Se l’Eterno degli eserciti non ci avesse lasciato un picciol residuo, saremmo come Sodoma, somiglieremmo a Gomorra.
10 Hoort des HEEREN woord, gij oversten van Sodom! neemt ter ore de wet onzes Gods, gij volk van Gomorra!
Ascoltate la parola dell’Eterno, o capi di Sodoma!
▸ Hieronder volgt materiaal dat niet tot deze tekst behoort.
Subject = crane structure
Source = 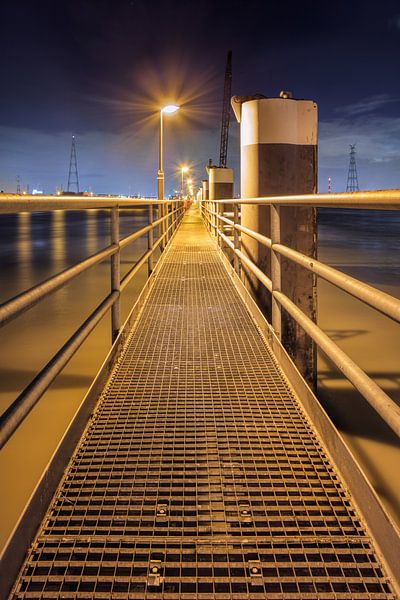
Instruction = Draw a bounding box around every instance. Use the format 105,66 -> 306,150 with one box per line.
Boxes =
346,144 -> 360,192
219,50 -> 232,168
67,135 -> 79,194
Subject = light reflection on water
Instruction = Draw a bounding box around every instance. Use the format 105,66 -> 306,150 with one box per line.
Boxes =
0,210 -> 400,547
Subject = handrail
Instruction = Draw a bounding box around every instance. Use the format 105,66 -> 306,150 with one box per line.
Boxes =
0,196 -> 183,449
0,194 -> 171,213
202,190 -> 400,437
212,189 -> 400,210
206,211 -> 400,323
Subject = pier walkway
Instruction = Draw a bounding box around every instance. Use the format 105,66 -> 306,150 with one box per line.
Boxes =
12,210 -> 395,600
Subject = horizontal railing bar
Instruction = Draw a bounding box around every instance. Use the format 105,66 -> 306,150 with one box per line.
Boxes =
213,190 -> 400,210
235,248 -> 272,292
0,194 -> 179,213
119,215 -> 167,248
121,209 -> 179,292
209,205 -> 400,322
0,244 -> 118,326
0,209 -> 178,327
273,291 -> 400,437
217,229 -> 235,250
208,200 -> 400,437
209,211 -> 272,248
218,223 -> 272,292
234,223 -> 272,248
273,244 -> 400,322
0,292 -> 120,448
Prestate orecchio alla legge del nostro Dio, o popolo di Gomorra!
11 Waartoe zal Mij zijn de veelheid uwer slachtoffers? zegt de HEERE; Ik ben zat van de brandoffers der rammen, en het smeer der vette beesten, en heb geen lust aan het bloed der varren, noch der lammeren, noch der bokken.
Che m’importa la moltitudine de’ vostri sacrifizi? dice l’Eterno; io son sazio d’olocausti di montoni e di grasso di bestie ingrassate; il sangue dei giovenchi, degli agnelli e dei capri, io non li gradisco.
12 Wanneer gijlieden voor Mijn aangezicht komt te verschijnen, wie heeft zulks van uw hand geeist, dat gij Mijn voorhoven betreden zoudt?
Quando venite a presentarvi nel mio cospetto, chi v’ha chiesto di calcare i mie cortili?
13 Brengt niet meer vergeefs offer, het reukwerk is Mij een gruwel; de nieuwe maanden, en sabbatten, en het bijeenroepen der vergaderingen vermag Ik niet, het is ongerechtigheid, zelfs de verbodsdagen.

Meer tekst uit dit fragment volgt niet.